Sir Charles Scarborough or Scarburgh Member of Parliament Federal Reserve System Fellow of the Royal College of Physicians was an English physician and mathematician.
Background
Scarborough was born in Saint Martin"s-in-the-Fields, Westminster, in 1615, to Edmund Scarburgh and his wife Hannah (Colonel Edmund Scarburgh, prominent Virginia colonist, was his brother), and was educated at Street Paul"s School, Gonville and Caius College, Cambridge (Bachelor, 1637, Master of Arts, 1640) and Merton College, Oxford (Doctor of Medicine, 1646).
Career
Scarborough was also tutor to Christopher Wren, who was for a time his assistant. Following the Restoration in 1660, Scarborough was appointed physician to Charles II, who knighted him in 1669. Scarborough attended the king on his deathbed, and was later physician to James II and William and Mary.

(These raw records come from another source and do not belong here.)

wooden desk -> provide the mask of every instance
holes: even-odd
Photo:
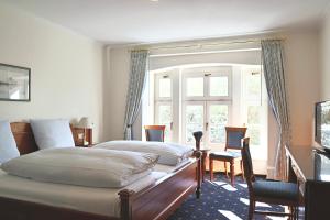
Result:
[[[330,156],[312,147],[286,147],[288,180],[297,182],[306,220],[330,219]]]

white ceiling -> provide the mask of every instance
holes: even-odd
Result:
[[[322,19],[329,0],[3,0],[110,44],[221,37]]]

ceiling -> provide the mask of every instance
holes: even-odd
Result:
[[[1,0],[109,44],[315,28],[329,0]]]

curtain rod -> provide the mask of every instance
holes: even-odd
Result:
[[[136,46],[135,48],[132,48],[130,51],[139,51],[139,50],[173,50],[173,48],[190,48],[190,47],[204,47],[204,46],[217,46],[217,45],[230,45],[230,44],[249,44],[249,43],[260,43],[263,40],[280,40],[285,41],[285,37],[274,37],[274,38],[252,38],[252,40],[245,40],[245,41],[231,41],[231,42],[213,42],[213,43],[191,43],[187,45],[164,45],[164,46]]]

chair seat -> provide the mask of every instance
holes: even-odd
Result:
[[[216,160],[232,160],[241,157],[241,152],[233,152],[233,151],[221,151],[221,152],[212,152],[209,154],[210,158]]]
[[[297,201],[299,196],[298,185],[286,182],[256,180],[252,184],[252,188],[256,197]]]

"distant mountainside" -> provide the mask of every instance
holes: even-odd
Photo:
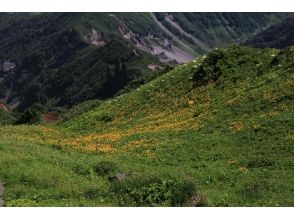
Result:
[[[1,13],[0,99],[72,106],[246,39],[284,13]],[[144,81],[144,80],[143,80]]]
[[[294,18],[274,25],[245,41],[244,45],[254,47],[286,48],[294,45]]]
[[[0,126],[5,206],[292,207],[293,59],[232,45],[54,125]]]

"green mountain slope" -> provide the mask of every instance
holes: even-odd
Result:
[[[283,13],[156,13],[174,35],[203,54],[248,39],[283,20]]]
[[[0,99],[23,111],[34,103],[72,106],[109,98],[130,82],[150,78],[162,63],[190,61],[285,17],[283,13],[1,13]]]
[[[0,128],[6,206],[293,206],[293,48],[229,47],[51,126]]]
[[[260,48],[286,48],[294,45],[294,18],[288,18],[270,27],[266,31],[247,40],[244,45]]]

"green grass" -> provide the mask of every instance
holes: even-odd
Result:
[[[293,58],[215,50],[62,124],[1,127],[5,205],[293,206]]]

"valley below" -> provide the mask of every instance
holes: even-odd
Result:
[[[108,17],[93,13],[47,14],[37,21],[18,16],[0,22],[0,42],[5,43],[0,46],[3,206],[294,205],[293,45],[249,45],[268,39],[261,34],[246,46],[232,40],[216,48],[217,38],[212,46],[193,32],[202,27],[196,22],[199,13],[146,13],[139,26],[135,13],[108,15],[113,25],[119,18],[115,31],[107,29],[103,19]],[[22,23],[22,16],[30,22]],[[81,23],[68,29],[76,16]],[[233,15],[206,16],[220,16],[217,21],[227,19],[228,24]],[[183,26],[188,18],[198,26]],[[147,22],[154,19],[162,27]],[[93,21],[99,25],[92,26]],[[24,37],[34,51],[22,45],[21,52],[10,50],[9,55],[12,43],[4,30],[15,34],[25,24],[40,26],[34,37],[48,47]],[[231,36],[242,35],[234,25],[216,26]],[[86,27],[93,36],[81,40],[79,31]],[[169,34],[163,30],[167,27]],[[151,30],[159,36],[150,37]],[[182,35],[175,36],[179,30]],[[158,45],[162,39],[171,45]],[[152,46],[147,47],[149,40]],[[162,62],[143,50],[142,42],[144,48],[178,48],[189,55],[181,62]]]

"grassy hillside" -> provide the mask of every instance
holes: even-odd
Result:
[[[214,50],[51,126],[0,128],[6,206],[293,206],[294,49]]]

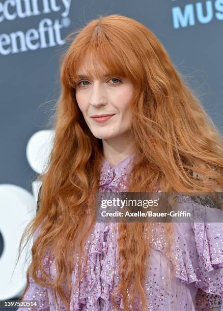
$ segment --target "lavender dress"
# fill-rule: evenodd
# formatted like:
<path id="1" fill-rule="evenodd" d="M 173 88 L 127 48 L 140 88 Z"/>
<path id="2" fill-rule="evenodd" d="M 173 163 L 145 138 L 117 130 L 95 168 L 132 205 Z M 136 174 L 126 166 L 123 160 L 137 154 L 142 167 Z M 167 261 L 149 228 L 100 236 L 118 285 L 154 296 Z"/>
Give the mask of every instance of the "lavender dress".
<path id="1" fill-rule="evenodd" d="M 127 173 L 131 168 L 134 155 L 120 162 L 116 168 L 104 159 L 100 181 L 101 191 L 127 191 Z M 118 186 L 121 177 L 124 182 Z M 119 187 L 119 188 L 118 188 Z M 186 198 L 180 204 L 187 207 L 200 204 Z M 195 205 L 194 205 L 195 204 Z M 72 291 L 70 310 L 112 311 L 112 294 L 120 280 L 117 223 L 96 223 L 86 241 L 88 255 L 86 276 L 74 285 L 77 267 L 72 275 Z M 176 242 L 172 251 L 174 259 L 166 254 L 166 237 L 161 223 L 154 224 L 144 287 L 147 295 L 147 309 L 160 311 L 208 310 L 218 306 L 223 310 L 223 223 L 204 222 L 175 224 Z M 35 236 L 34 237 L 35 239 Z M 45 258 L 43 264 L 55 279 L 56 269 L 52 256 Z M 173 266 L 177 272 L 171 278 Z M 24 300 L 37 300 L 42 310 L 66 310 L 59 298 L 59 309 L 51 288 L 43 287 L 31 278 Z M 196 302 L 193 301 L 196 297 Z M 124 308 L 122 297 L 116 300 L 119 309 Z M 19 310 L 31 309 L 29 308 Z M 131 307 L 142 310 L 139 300 Z"/>

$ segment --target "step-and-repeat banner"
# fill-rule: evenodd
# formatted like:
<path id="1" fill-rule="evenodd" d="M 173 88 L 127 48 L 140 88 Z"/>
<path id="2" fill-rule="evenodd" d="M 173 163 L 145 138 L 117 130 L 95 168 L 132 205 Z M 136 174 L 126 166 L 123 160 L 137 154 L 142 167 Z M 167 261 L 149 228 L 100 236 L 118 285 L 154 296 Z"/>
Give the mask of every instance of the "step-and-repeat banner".
<path id="1" fill-rule="evenodd" d="M 25 285 L 24 254 L 14 268 L 51 147 L 46 125 L 60 94 L 65 38 L 112 14 L 155 33 L 223 132 L 223 0 L 0 0 L 0 300 Z"/>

Scarborough was an original fellow of the Royal Society and a fellow of the Royal College of Physicians, author of a treatise on anatomy, Syllabus Musculorum, which was used for many years as a textbook, and a translator and commentator of the first six books of Euclid"s Elements (published in 1705).
He also was the subject of a poem by Abraham Cowley, An Ode to Doctor Scarborough. Scarborough died in London in 1694.
He was buried at Cranford, Middlesex, where there is a monument to him in the parish church erected by his widow.
Membership
Royal Society]
During the reign of James II, Scarborough served (from 1685 to 1687) as Member of Parliament for Camelford in Cornwall.